À l’occasion du centième anniversaire
de la naissance de Jean Arthur Rimbaud
Chère assistance,
Il est dit que nous n’honorons nos poètes que lorsqu’ils sont morts, lorsque le couvercle du caveau familial ou une butte de terre humide sont venus marquer la séparation définitive entre lui et nous, lorsque la détresse et la misère ont fini par étouffer le créateur de poèmes, lorsqu’il a, pour reprendre la formule consacrée et embarrassante des piètres nécrologues, rendu l’âme. Il se trouvera toujours alors, si Dieu le veut, un bureau officiel qui commencera à tourner les pages de son carnet d’adresses, et la postérité peut s’atteler à la tâche. Il y aura des gerbes et des couronnes, des « cercles » se réunissant tout exprès pour les déposer, et c’est alors toute une industrie distrayante qui se met en branle, entre vins d’honneur et salons ministériels, jusqu’à ce que le poète sombre dans un oubli définitif ou qu’on se décide à éditer ses œuvres complètes. Alors, on organise fêtes et cérémonies pompeuses, on « redécouvre » toutes les facettes de l’œuvre du défunt, on s’escrime à l’exposer en pleine lumière — bref, on en fait un « événement », la plupart du temps dans l’unique but de se distraire un peu de l’ennui pour lequel, après tout, on est rétribué. Et n’est-il pas vrai que (chez nous !), ce n’est pas le poète qu’on honore, mais le monsieur du ministère de la Culture qui prononce le discours de bienvenue, le monsieur du fonds d’archives, le comédien, le récitant ? Hölderlin ou Trakl se retourneraient dans leur tombe face à tant d’apparat, de mondanité culturelle, de bavassage pseudo-artistique dont il ne ressort rien que de l’impudence !
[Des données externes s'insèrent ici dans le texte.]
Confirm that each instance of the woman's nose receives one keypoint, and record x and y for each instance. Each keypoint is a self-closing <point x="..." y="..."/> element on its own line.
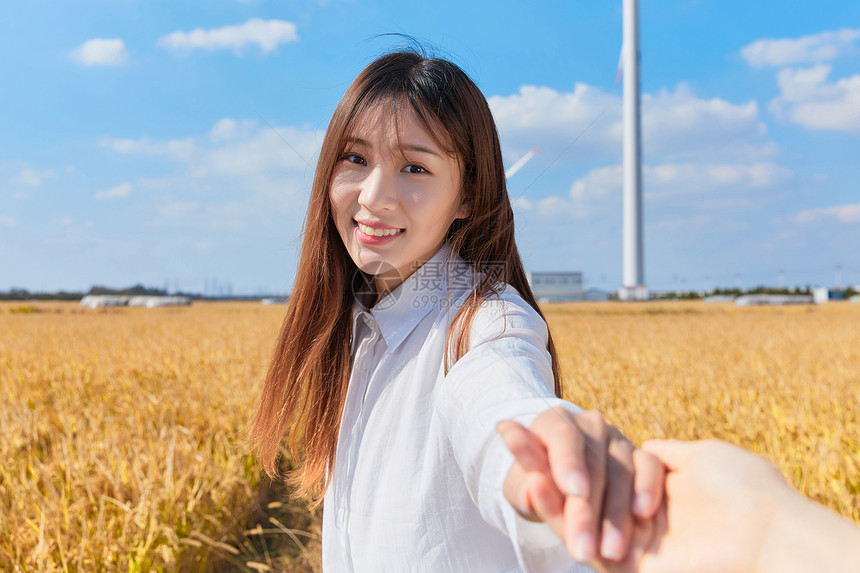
<point x="377" y="190"/>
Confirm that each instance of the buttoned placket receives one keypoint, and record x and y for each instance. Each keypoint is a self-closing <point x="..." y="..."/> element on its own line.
<point x="369" y="335"/>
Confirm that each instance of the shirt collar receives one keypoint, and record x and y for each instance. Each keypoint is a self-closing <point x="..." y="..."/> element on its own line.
<point x="436" y="284"/>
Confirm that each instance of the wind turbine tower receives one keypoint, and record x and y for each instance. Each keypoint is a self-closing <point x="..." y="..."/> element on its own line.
<point x="633" y="286"/>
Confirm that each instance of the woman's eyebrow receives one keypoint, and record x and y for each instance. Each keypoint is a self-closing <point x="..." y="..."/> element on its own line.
<point x="357" y="141"/>
<point x="420" y="149"/>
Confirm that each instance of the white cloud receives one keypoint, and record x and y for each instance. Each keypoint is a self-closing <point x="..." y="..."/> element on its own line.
<point x="32" y="177"/>
<point x="807" y="98"/>
<point x="101" y="52"/>
<point x="676" y="124"/>
<point x="811" y="49"/>
<point x="175" y="149"/>
<point x="840" y="213"/>
<point x="117" y="192"/>
<point x="675" y="179"/>
<point x="233" y="147"/>
<point x="267" y="34"/>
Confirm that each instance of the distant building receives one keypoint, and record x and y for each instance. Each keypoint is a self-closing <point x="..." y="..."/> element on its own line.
<point x="823" y="294"/>
<point x="105" y="300"/>
<point x="720" y="298"/>
<point x="556" y="286"/>
<point x="773" y="299"/>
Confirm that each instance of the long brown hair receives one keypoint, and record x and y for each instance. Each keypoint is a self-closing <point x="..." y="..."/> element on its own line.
<point x="305" y="387"/>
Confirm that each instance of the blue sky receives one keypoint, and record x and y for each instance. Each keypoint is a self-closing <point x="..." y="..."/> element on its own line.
<point x="136" y="147"/>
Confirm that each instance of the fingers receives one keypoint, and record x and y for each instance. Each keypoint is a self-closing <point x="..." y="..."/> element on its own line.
<point x="527" y="450"/>
<point x="648" y="481"/>
<point x="529" y="486"/>
<point x="617" y="524"/>
<point x="577" y="450"/>
<point x="566" y="444"/>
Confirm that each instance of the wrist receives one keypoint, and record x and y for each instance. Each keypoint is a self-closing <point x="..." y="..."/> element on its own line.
<point x="784" y="510"/>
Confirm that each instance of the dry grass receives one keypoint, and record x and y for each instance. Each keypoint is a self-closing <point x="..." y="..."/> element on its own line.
<point x="122" y="434"/>
<point x="121" y="430"/>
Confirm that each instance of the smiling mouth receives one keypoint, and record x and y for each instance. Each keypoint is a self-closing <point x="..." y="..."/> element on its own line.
<point x="373" y="232"/>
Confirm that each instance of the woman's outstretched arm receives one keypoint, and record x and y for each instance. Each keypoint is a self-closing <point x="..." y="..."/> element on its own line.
<point x="727" y="509"/>
<point x="583" y="478"/>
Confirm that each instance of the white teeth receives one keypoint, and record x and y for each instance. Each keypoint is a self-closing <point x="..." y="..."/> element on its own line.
<point x="377" y="232"/>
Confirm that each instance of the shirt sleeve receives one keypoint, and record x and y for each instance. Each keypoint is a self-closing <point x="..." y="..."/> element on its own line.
<point x="505" y="375"/>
Si nous sommes ici, c’est pour nous rappeler Jean Arthur Rimbaud. Dieu merci, il était français ! Ayons donc foi dans la force et la splendeur de la parole littéraire, ayons foi dans la permanence de la vie spirituelle, dans l’éternité des images (images des morts ou visions) que nous offrent les pages de quelques grands hommes, nourries d’une conjonction d’éléments qui ne se produit qu’une ou deux fois par siècle. Ne nous y trompons pas, le grandiose, ce qui stimule, bouleverse et apaise, bref ce qui est là pour rester, ne pousse pas comme l’herbe folle dans la prairie ! Des vers si riches de sens qu’ils permettent à l’homme de sonder des profondeurs insoupçonnées, on n’en trouve pas tous les jours, ni même tous les ans. Il faut que les presses d’imprimerie tournent et tournent, crachent des milliers de livres, avant qu’un jour se produise ce singulier décalage, cet écart fondateur qui donne naissance à une œuvre majeure de la littérature mondiale, et à une seule. Ceux dont on fait grand cas, qu’on fête avec tambours et trompettes jusque dans les arrière-salles avinées, les écrivains pour magazines et les littérateurs calibrés pour l’export, qui parfois décrochent même le prix Nobel, ne sont dans la plupart des cas que foutaises apprêtées et phénomènes de mode. Ce qui compte en littérature, c’est uniquement ce qu’il y a d’originel, de fondateur justement, ce sont des gens comme Jean Arthur Rimbaud.